In Greece, even the poor and beggars may now have to pay taxes, but tax evaders won’t

Looking everywhere for cash, a frantic Greek government is reportedly ready to scrap the tax-free threshold of 5,000 euros, or $6,561 a year and make the desperately poor pay taxes for the first time.
The level had been reduced to 12,000 euros, or $15,747 previously, but the government now said it needs the $1.96 billion a year that could be saved by taxing everyone.
Greece’s statistics agency has estimated that there are nearly two million people, or almost 20 percent of the population, now living under the poverty line, a number that increases daily with almost another two million people out of work and hundreds of stores closing every week in a deep recession and desperate economic crisis.
Hit by relentless pay cuts, tax hikes and slashed pensions demanded by international lenders to keep rescue loans coming, Greeks are increasingly finding ways to evade taxes, which has already cost the government $70 billion, a bill that’s rising by $15 billion a year.
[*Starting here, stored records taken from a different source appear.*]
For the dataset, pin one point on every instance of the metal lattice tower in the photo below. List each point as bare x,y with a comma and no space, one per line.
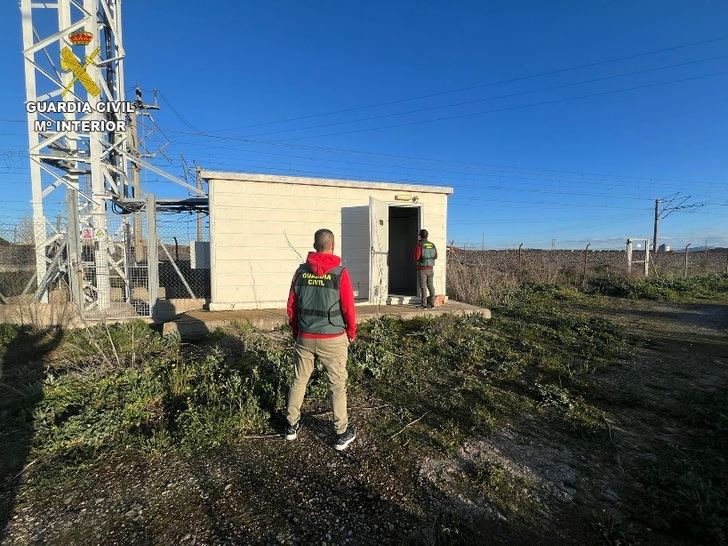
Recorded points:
74,54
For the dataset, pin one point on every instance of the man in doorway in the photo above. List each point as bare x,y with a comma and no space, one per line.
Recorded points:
323,322
425,256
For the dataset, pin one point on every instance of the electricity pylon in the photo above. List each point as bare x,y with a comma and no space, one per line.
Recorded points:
73,54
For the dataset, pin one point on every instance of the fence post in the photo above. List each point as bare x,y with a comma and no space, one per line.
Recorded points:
647,257
75,268
152,253
520,252
583,267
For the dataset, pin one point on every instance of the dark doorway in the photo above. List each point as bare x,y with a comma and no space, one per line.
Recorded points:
404,223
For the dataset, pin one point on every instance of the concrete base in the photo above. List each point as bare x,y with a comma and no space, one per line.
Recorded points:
199,323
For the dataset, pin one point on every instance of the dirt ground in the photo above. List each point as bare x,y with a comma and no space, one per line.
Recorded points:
268,491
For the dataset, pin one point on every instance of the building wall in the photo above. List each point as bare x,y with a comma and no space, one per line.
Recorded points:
261,231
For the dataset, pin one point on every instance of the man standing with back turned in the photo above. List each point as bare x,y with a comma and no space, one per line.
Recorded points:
425,256
321,316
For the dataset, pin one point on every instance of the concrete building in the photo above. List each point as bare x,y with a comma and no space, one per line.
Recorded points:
262,226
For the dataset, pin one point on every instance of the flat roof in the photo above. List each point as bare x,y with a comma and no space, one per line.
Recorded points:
335,182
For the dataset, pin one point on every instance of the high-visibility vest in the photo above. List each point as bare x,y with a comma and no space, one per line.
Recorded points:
317,300
427,254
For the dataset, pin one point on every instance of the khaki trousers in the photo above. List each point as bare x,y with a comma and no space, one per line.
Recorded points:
333,353
425,282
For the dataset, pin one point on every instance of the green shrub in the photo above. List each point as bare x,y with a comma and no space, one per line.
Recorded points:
662,288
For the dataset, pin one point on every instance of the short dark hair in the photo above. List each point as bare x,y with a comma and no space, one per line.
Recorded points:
323,239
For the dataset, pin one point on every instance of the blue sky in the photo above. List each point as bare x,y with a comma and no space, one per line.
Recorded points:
331,89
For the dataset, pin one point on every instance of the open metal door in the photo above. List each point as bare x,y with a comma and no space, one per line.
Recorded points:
378,251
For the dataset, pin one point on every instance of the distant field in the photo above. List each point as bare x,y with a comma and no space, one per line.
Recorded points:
571,417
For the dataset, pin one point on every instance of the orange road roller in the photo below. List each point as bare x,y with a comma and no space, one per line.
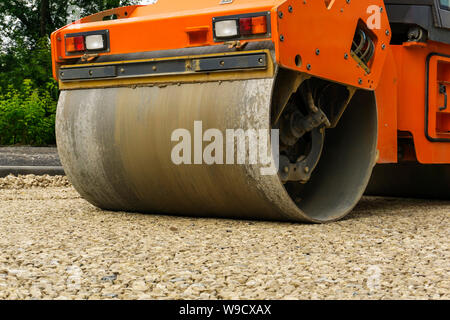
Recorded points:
286,110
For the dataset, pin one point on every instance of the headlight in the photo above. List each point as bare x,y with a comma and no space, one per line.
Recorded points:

A recent Finance Ministry report found that of 779,319 self-employed people and freelancers, some 457,386 – or nearly 60 percent – declared they made under the 12,000 euros threshold, including most every professional profession, fueling speculation that Greeks are trying to evade taxes every way they can.
There is fury too that workers, pensioners and the poor are carrying the burden while many Greeks believe that politicians and the rich have secret bank accounts in Switzerland and offshore banks to avoid taxes. The Swiss Banking Association has just refused to release the names of Greeks with accounts in that country, despite a request from 300 Greek politicians and their spouses who said they want to prove they are not hiding assets in violation of the law.
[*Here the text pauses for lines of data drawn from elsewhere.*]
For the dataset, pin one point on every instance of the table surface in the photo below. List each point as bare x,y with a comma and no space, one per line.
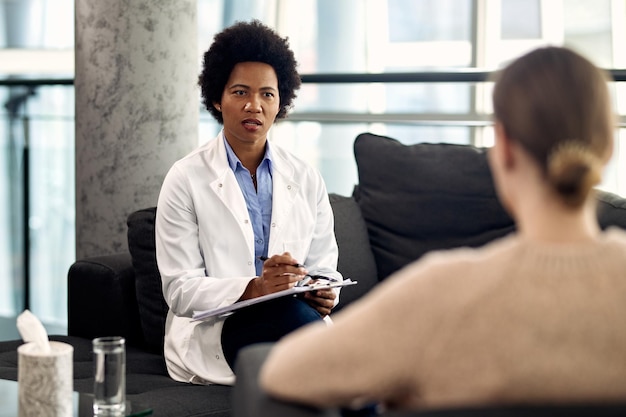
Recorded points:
83,403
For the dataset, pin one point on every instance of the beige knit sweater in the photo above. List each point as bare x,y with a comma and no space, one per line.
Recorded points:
512,322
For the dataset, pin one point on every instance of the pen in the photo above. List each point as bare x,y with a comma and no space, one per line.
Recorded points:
265,258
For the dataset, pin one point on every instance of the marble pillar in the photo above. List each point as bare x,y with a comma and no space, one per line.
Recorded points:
136,110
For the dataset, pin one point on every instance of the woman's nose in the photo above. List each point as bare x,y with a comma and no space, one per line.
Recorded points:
254,105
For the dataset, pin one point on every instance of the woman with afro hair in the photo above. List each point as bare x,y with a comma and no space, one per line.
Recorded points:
240,217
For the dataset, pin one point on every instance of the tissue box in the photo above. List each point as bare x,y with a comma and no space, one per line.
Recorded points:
45,380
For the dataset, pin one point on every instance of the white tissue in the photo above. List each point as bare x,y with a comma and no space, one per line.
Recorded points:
32,330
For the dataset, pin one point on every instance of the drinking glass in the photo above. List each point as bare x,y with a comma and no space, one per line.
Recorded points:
109,376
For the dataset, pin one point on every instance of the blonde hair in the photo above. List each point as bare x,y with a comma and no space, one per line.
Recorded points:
555,103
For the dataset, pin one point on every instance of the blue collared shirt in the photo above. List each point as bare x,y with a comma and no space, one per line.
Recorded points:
259,201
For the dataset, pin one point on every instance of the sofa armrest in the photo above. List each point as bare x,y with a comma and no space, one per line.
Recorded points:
102,300
249,400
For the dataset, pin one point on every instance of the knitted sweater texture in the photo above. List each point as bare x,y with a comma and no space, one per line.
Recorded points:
512,322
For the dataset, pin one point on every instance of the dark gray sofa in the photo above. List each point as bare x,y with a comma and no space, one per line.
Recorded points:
409,200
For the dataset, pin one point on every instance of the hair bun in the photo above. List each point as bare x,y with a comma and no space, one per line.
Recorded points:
573,170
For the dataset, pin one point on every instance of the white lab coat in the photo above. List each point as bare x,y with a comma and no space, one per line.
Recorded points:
205,247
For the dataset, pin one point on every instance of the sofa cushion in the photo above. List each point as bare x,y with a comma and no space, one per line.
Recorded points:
611,210
152,305
423,197
356,260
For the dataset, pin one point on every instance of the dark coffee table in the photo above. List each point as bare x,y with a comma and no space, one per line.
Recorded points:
83,403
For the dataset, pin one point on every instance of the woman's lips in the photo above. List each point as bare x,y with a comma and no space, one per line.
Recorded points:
251,124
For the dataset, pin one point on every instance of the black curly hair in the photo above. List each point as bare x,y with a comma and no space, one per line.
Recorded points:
248,42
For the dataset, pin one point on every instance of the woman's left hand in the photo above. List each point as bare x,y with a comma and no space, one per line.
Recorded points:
321,300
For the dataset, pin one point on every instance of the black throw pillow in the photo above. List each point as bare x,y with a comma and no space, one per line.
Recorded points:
422,197
152,306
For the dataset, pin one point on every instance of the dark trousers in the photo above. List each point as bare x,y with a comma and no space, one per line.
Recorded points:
265,322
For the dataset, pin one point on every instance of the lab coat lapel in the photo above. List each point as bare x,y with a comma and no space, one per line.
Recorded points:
285,190
227,190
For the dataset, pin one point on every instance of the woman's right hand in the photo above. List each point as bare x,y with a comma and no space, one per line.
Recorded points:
280,272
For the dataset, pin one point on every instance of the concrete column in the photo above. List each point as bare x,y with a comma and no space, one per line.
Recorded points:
136,110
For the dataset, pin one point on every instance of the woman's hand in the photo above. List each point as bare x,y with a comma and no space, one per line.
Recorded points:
280,272
321,300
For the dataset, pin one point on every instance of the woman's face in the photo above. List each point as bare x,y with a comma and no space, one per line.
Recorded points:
250,102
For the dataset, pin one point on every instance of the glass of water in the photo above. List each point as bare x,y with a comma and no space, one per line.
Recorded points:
109,354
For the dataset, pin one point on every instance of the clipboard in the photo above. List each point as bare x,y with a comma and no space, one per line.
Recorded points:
227,310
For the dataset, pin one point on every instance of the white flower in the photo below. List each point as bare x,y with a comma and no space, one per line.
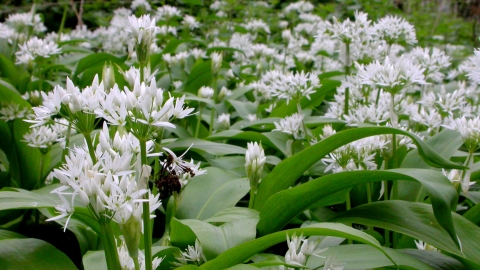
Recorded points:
469,130
22,21
192,254
141,3
190,22
295,86
167,12
41,137
224,120
474,72
205,92
254,162
393,29
35,48
392,77
12,111
290,125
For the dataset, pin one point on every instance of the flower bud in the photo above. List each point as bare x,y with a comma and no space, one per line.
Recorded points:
132,232
254,161
108,76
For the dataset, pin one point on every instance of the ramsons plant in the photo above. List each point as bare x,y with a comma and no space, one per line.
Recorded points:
202,136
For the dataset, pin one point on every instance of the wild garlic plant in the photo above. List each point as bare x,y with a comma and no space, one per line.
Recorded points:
302,121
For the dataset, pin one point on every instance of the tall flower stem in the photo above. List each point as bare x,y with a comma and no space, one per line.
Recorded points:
251,202
347,72
199,120
91,150
142,71
147,226
349,206
307,137
110,246
67,142
215,97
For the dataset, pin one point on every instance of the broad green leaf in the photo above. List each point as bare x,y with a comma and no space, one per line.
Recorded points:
435,259
7,69
250,136
417,220
318,97
223,49
243,108
169,255
95,260
201,75
215,240
233,213
289,170
96,59
24,199
245,251
285,205
210,193
445,143
6,234
32,253
202,146
365,257
243,267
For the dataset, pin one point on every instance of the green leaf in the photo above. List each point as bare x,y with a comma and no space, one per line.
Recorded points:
365,257
6,234
219,189
233,213
445,143
417,220
96,59
32,254
24,199
245,251
7,69
202,146
215,240
285,205
201,75
289,170
243,108
249,136
435,259
95,260
319,96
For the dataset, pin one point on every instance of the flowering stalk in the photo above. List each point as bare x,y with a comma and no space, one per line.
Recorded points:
307,137
199,120
212,114
347,72
147,235
110,246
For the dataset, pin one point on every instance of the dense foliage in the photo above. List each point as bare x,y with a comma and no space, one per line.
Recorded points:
252,135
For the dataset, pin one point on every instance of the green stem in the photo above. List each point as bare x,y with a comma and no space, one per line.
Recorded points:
135,262
91,150
67,142
147,225
347,72
62,23
349,206
199,120
251,202
142,71
110,246
307,137
215,97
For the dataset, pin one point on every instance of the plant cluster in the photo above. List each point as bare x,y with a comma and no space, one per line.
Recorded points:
165,140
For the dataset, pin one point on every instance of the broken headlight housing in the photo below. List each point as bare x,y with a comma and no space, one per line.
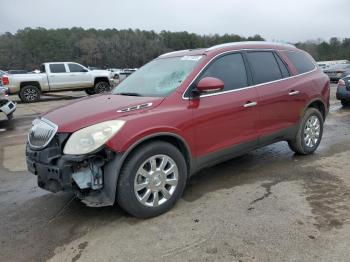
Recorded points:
89,139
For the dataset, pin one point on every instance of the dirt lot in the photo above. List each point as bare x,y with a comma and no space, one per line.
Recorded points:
268,205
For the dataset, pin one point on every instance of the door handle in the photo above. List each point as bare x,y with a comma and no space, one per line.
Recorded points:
250,104
294,93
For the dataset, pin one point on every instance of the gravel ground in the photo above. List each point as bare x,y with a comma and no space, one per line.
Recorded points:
268,205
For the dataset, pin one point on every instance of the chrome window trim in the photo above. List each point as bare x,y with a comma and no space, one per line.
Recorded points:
55,129
243,88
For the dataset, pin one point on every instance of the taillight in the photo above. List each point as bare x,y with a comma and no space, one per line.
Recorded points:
341,82
5,80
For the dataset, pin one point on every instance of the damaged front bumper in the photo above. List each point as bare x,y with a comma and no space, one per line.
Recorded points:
92,177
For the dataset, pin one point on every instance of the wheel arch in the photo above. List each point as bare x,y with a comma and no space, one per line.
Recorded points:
319,105
101,79
168,137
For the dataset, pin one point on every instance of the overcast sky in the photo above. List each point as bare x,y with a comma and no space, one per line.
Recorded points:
278,20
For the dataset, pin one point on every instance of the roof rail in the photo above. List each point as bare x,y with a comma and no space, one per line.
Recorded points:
248,43
174,52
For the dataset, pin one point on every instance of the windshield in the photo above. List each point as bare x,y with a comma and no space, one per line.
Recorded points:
158,78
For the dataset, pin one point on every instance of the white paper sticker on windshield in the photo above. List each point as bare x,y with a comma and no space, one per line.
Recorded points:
191,58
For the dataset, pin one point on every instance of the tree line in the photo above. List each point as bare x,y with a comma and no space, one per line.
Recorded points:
28,48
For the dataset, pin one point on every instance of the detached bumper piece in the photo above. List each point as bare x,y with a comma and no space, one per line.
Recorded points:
83,175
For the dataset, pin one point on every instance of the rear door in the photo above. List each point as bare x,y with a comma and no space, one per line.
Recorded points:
58,76
79,76
226,120
279,100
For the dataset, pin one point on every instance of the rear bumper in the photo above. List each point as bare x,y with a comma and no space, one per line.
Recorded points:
7,106
92,177
342,93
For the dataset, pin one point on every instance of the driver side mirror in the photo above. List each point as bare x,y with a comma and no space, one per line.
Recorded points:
210,84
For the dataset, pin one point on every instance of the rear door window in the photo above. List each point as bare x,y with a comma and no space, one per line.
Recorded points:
57,68
264,66
302,62
283,67
230,69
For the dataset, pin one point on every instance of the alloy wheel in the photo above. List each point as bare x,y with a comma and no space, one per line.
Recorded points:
156,180
312,131
30,94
Greece’s lenders, the Troika of the European Union-International Monetary Fund-European Central Bank (EU-IMF-ECB) which is putting up $325 billion in bailouts, has proposed there be only four tax brackets:

  • 18 percent for those making 0-22,000 euros
  • 35 percent for 22-45,000 euros
  • 40 percent for 45-100,000 euros
  • 45 percent for over 100,000 euros

Prime Minister Antonis Samaras, the New Democracy Conservative leader, is struggling to get his reluctant coalition partners, the PASOK Socialists of Evangelos Venizelos and the tiny Democratic Left of Fotis Kouvelis, to renege on campaign pledges before the June 17 election in which they vowed to protect the poor and vulnerable. The government is planning another $14.6 billion in cuts, aimed primarily at workers, pensioners and the poor.
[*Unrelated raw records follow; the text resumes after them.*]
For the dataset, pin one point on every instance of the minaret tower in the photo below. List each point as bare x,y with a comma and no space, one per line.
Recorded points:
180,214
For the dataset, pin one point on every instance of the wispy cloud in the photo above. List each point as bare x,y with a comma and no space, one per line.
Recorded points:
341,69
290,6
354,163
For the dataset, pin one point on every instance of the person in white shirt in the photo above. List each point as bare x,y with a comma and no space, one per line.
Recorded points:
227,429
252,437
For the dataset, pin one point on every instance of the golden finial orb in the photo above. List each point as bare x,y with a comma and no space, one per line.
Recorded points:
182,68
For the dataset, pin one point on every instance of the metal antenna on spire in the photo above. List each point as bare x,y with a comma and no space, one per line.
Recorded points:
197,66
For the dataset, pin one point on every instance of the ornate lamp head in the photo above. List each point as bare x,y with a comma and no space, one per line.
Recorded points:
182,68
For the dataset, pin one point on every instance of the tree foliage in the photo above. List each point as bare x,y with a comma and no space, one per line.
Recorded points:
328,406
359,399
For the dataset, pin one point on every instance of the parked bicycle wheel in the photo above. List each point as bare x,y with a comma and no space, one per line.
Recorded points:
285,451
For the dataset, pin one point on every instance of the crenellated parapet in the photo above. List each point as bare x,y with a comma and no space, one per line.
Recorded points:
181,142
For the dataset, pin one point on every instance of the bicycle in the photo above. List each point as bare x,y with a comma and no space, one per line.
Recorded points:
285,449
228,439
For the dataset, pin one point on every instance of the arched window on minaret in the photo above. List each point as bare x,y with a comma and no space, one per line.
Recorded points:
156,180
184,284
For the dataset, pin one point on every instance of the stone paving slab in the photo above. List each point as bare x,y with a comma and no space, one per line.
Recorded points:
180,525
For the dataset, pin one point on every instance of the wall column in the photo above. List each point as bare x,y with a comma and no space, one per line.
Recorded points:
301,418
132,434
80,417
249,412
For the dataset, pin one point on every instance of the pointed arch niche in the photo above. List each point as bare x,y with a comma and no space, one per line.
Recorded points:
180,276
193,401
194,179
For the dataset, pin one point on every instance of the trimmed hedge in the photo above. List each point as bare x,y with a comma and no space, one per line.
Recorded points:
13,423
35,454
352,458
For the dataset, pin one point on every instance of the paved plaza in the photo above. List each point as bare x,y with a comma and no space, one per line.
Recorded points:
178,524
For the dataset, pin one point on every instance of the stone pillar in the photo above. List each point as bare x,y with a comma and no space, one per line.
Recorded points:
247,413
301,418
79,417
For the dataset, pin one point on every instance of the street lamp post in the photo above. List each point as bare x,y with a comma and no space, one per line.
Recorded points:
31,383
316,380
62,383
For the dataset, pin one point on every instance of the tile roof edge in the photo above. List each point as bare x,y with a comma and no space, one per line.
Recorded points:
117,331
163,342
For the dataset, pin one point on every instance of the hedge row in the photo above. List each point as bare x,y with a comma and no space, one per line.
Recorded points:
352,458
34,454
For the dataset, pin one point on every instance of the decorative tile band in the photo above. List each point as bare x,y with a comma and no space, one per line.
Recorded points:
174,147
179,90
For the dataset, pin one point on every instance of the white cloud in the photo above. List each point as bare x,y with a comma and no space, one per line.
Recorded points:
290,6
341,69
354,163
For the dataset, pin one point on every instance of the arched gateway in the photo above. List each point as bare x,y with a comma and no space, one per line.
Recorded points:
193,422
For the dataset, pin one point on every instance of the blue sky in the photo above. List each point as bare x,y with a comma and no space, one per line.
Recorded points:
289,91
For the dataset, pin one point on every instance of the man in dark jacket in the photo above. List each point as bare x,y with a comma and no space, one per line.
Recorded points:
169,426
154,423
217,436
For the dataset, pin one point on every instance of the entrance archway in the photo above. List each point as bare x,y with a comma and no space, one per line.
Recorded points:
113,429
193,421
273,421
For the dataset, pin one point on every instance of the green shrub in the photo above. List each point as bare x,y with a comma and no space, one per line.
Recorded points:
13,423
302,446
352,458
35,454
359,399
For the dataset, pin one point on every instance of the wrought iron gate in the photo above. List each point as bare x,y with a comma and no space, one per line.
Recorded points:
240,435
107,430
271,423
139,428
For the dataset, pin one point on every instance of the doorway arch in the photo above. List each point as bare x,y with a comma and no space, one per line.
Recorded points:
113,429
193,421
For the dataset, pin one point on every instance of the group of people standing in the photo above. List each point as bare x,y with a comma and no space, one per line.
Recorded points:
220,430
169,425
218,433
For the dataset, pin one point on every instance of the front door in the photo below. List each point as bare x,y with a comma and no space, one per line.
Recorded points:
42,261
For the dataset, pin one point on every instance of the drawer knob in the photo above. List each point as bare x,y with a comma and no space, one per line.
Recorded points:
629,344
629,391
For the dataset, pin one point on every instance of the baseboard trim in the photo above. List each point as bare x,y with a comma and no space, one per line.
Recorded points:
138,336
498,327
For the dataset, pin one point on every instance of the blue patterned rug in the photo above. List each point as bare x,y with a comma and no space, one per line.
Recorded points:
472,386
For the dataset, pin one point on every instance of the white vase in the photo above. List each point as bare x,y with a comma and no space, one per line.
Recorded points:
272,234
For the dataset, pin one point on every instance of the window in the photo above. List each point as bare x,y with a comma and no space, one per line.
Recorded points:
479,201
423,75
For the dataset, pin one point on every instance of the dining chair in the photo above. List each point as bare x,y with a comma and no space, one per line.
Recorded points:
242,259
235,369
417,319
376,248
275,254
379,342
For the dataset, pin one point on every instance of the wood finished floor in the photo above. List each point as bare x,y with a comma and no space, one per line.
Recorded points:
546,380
Venizelos, who as finance minister in a previous PASOK government that fell last year after constant protests, strikes and riots against pay cuts, tax hikes and slashed pensions, had doubled income and property taxes and was the one who lowered the tax-free threshold to 12,000 euros, but now is said to be trying frantically to distance himself from more harsh measures as his party’s popularity has plummeted to only 8 percent.